Horn: Well, "while keeping it interesting"--sure, I'd agree, but there are a bunch of manga that go on forever about cute girls randomly interacting in some kind of half-assed school club or whatever, doing mild comedy and maybe pursuing yuri relationships which never really get anywhere and are half there as comic relief fodder. The art style here and some of the interactions feels just like them.
On the cliche thing--well, everything is relative. Sure, at some level every story has been told umpteen gazillion times before. But that's talking in a very bare-bones way. Person-meets-person, they fall in love, obstacle, obstacle, they get together the end. God, I've seen that so many times . . . wait, that's why they call it "romance", isn't it?
When we say something is "cliche" usually we mean something a bit more than that. Certain kinds of characters, certain particular elements of setting, certain specific plot points, get used much more often than others. Maybe they fit the general culture very well, maybe someone did it once and sold a billion copies, but in any writing environment (like Japanese shoujo manga or North American fantasy novels or whatever) there are some "bits" that are floating around ready to use because they've been used so much lately. If an author just kind of grabs a bunch of those and doesn't add much to 'em or change anything up or grab any bits from elsewhere, we call the results cliche and I don't think there's too much wrong with that. And it's totally relative to where and when you are. If I tell a shoujo romance and go back to Icelandic sagas and grab one of the bits that's totally overdone in the sagas, that was a cliche in the sagas but it really isn't in shoujo romance (it might not work, but it won't be a cliche).

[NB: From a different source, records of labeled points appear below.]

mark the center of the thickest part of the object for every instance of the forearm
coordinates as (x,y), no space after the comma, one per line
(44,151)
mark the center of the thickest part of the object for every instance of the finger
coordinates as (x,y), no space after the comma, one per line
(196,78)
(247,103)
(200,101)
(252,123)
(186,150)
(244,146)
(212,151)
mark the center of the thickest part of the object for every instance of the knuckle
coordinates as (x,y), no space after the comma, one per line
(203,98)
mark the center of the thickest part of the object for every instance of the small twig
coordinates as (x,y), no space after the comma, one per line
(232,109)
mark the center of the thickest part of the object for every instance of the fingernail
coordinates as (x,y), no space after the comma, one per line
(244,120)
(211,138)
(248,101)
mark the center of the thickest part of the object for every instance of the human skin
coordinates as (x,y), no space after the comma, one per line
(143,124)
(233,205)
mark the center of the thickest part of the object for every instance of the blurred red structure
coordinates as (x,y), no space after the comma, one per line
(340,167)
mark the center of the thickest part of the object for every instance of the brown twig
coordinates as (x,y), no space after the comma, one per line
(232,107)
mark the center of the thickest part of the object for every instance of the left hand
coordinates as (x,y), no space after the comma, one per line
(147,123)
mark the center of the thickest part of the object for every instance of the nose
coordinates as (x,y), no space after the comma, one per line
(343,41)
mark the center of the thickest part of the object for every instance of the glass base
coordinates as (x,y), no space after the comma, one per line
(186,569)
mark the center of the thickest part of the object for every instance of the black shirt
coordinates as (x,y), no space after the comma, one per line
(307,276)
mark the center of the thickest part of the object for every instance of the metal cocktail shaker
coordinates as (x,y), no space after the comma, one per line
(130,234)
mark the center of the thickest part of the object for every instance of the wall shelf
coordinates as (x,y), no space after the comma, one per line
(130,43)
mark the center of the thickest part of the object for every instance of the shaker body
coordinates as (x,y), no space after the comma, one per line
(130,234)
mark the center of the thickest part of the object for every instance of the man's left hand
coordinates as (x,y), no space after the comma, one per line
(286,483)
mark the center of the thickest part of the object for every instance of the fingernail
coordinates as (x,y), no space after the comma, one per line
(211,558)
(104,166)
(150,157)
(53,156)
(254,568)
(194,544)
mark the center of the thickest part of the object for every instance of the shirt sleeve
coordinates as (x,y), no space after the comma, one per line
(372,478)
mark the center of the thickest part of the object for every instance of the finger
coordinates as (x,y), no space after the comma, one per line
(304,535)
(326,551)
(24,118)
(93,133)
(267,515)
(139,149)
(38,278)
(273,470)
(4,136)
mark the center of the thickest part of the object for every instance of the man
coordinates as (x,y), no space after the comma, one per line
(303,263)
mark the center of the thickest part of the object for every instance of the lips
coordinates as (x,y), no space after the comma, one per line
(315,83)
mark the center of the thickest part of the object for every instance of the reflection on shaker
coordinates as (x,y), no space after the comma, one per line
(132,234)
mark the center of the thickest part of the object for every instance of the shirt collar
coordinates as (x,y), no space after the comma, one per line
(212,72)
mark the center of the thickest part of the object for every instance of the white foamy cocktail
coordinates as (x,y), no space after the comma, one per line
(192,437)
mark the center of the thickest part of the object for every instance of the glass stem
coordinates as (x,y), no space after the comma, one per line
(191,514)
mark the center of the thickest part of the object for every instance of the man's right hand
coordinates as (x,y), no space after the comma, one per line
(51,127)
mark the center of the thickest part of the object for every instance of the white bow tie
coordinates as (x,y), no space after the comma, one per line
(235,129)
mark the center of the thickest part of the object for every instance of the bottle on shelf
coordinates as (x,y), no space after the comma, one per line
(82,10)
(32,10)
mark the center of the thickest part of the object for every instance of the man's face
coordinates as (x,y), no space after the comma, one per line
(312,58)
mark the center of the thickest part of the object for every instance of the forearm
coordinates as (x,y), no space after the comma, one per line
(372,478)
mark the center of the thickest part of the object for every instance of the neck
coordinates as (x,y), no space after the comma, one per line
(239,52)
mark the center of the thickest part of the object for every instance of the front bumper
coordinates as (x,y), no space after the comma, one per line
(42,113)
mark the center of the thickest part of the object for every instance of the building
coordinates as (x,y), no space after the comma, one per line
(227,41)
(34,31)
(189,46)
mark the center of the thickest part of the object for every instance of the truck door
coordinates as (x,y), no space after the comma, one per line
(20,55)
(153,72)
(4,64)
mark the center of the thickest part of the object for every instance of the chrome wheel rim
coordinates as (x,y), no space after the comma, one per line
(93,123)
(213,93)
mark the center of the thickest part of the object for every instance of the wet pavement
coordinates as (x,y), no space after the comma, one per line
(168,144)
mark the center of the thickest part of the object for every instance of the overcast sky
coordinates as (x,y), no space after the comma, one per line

People know what it means until they overthink it. Then you have to overthink it even more to get the meaning back.
Now personally, I don't mind yuri or shoujo manga cliches much, at least if the mangaka's adding something, making it her own in some way. I like the genres ultimately because I like their cliches. But I think it's just as pretentious to claim it's verboten to call "cliche" as it is to use the term in the first place.